Reasumując, dezodorant i perfumy to dwa różne produkty o kompletnie odmiennym działaniu i zastosowaniu. Pamiętaj jednak, że nic nie zastąpi porządnej higieny osobistej!

Sztuka psikania

Powszechnie popełnianym błędem jest psikanie perfumami dosłownie wszędzie. Jest to zabieg niepotrzebny i nieprzynoszący odpowiednich rezultatów (o czym więcej za chwilę).

Używając perfum, powinniśmy skupić się jedynie na kilku punktach naszego ciała: szyi, nadgarstka i wewnętrznych częściach kolan oraz łokci. Perfumy zastosowane w tych miejscach naturalnie „oddadzą” swój zapach i sprawią, że cali będziemy pachnieć o wiele dłużej niż gdy zastosujemy perfumy np. na ubraniach.

Im mniej tym lepiej

Zdarza się, zwłaszcza gdy jakiś zapach szczególnie lubimy, że perfum stosujemy po prostu za dużo.

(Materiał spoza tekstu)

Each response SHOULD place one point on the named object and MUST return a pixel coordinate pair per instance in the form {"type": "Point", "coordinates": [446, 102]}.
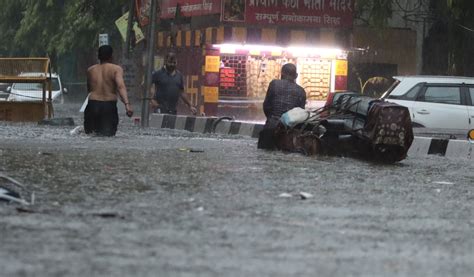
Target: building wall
{"type": "Point", "coordinates": [389, 46]}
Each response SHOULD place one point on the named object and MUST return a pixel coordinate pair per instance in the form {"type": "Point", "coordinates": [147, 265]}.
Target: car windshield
{"type": "Point", "coordinates": [389, 90]}
{"type": "Point", "coordinates": [35, 86]}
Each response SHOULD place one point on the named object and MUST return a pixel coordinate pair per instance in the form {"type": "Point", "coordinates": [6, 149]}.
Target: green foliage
{"type": "Point", "coordinates": [375, 13]}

Uzyskujemy tym samem odwrotny efekt niż zamierzany. Stajemy się przesiąknięci perfumami, a ich zapach mocno uderza po nosie wszystkich dookoła.

Jedno, góra dwa psiknięcia, w kluczowe miejsca wspomniane wcześniej w zupełności wystarcza!

Istnieją tylko wielkie marki

Każdy zna Chanel no.5. Warto jednak pamiętać, że istnieją również inni, mniejsi i mniej znani producenci perfum. Często małe, lokalne perfumerie produkują równie ciekawe zapachy, co „mainstreamowi” producenci perfum.

Warto rozejrzeć się w poszukiwaniu naszego własnego zapachu. Na pewno znajdziemy wiele ciekawych pozycji gdy zejdziemy z traktu wyznaczanego przez główny nurt świata zapachów.